The team at Tenable Research unearthed seven distinct security flaws, demonstrating how attackers could exploit these weaknesses using proof-of-concept attacks. These attacks include phishing schemes, data exfiltration, and even establishing persistent footholds within the AI’s memory. The implications are substantial, given the millions of users who interact with these Large Language Models (LLMs) daily.
At the heart of the problem lies prompt injection, a technique where malicious instructions are surreptitiously fed to the AI. Tenable’s research focused on a particularly insidious variant: indirect prompt injection. This involves hiding malicious commands within external sources that ChatGPT consults during its operations.

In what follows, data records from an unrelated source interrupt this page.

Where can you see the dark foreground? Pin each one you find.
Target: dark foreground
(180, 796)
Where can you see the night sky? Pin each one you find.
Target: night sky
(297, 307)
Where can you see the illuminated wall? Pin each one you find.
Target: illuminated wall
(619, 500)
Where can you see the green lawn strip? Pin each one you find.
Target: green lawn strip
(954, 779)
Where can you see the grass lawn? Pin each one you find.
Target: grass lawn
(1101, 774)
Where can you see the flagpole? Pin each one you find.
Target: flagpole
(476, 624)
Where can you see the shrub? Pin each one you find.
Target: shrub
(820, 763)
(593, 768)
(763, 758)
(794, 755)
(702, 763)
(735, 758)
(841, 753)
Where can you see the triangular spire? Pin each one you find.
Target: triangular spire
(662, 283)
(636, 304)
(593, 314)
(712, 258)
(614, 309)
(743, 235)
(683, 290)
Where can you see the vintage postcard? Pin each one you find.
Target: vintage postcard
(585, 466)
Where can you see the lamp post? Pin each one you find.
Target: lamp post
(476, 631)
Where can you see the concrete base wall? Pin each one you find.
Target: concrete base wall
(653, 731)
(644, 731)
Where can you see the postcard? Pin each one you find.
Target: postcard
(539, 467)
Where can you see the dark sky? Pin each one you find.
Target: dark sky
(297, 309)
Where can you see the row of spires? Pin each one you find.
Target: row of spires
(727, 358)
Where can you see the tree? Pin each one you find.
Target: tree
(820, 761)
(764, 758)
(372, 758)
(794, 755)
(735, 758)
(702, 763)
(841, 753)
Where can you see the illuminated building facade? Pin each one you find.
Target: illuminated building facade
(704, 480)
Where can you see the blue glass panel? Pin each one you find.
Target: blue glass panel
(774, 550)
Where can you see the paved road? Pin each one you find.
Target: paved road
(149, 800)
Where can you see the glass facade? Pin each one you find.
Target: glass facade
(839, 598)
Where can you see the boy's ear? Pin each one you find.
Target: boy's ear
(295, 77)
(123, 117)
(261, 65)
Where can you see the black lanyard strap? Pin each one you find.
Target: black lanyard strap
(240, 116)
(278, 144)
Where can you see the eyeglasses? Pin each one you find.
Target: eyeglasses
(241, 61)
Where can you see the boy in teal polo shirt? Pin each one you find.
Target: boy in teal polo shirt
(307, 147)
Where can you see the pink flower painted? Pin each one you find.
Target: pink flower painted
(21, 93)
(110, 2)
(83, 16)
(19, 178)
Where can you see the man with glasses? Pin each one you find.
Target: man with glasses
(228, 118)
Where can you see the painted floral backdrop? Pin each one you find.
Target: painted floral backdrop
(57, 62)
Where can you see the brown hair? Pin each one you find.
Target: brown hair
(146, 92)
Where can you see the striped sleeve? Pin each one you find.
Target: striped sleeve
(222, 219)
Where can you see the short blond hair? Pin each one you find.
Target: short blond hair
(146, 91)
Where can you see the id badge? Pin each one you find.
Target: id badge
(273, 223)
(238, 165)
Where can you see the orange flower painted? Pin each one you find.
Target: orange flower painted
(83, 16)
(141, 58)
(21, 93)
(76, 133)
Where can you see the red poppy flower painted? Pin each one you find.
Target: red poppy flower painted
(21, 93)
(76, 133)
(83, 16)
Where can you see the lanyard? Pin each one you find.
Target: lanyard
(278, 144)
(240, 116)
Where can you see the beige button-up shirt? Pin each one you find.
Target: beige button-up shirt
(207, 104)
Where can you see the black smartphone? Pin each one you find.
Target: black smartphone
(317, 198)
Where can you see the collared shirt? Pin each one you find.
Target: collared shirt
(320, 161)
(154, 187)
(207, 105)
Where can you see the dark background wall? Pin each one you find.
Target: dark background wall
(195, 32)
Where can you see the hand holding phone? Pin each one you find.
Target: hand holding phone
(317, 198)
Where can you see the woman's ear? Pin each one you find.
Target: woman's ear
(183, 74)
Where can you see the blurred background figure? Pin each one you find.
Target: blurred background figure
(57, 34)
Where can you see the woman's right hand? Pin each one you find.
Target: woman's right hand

The report highlights two primary attack vectors:
- Hidden in Comments: A malicious prompt can be embedded within the comment section of a seemingly innocuous blog post. If a user asks ChatGPT to summarize that blog, the AI unwittingly executes the hidden instruction.
- Zero-Click Attack via Search: Perhaps the most alarming scenario, this involves attackers creating specially crafted websites that, once indexed by search engines, can compromise users simply by asking ChatGPT a question. The AI discovers the hidden instruction without the user ever clicking a link.
The research also exposed methods for circumventing ChatGPT’s built-in safety mechanisms and ensuring that attacks have lasting consequences.
Here’s how attackers are achieving this:
- Safety Bypass: The url_safe feature, designed to block malicious links, can be bypassed by leveraging trusted domains like Bing.com. Attackers can use tracking links from these domains to covertly transmit private user data.
- Self-Tricking AI: Through Conversation Injection, attackers can manipulate the AI into deceiving itself, obscuring the malicious activity from the user by exploiting a bug in how code blocks are displayed.
- Memory Injection: The most serious vulnerability is Memory Injection. This allows attackers to permanently store malicious prompts within the user’s “memories”—private data retained across chats. This creates a persistent threat, causing continuous data leakage with every interaction.
These vulnerabilities, present in both ChatGPT 4o and GPT-5, underscore a fundamental challenge for AI security. While OpenAI has been notified and is working on fixes, prompt injection remains a persistent issue for LLMs.
James Wickett, CEO of DryRun Security, emphasized the severity of the situation. “Prompt injection is the leading application security risk for LLM-powered systems for a reason,” Wickett told Hackread.com. “The recent research on ChatGPT shows how easy it is for attackers to slip hidden instructions into links, markdown, ads, or memory and make the model do something it was never meant to do.”
“Even OpenAI could not prevent these attacks completely, and that should be a wake-up call,” warns Wickett.
Wickett further stressed that context-based risks, such as prompt injection, necessitate innovative security solutions that consider both the code and the environment in which it operates.
The discovery of these ChatGPT vulnerabilities serves as a stark reminder that even the most advanced AI systems are susceptible to exploitation. As LLMs become increasingly integrated into our daily lives, addressing these security flaws will be critical to ensuring user privacy and data security.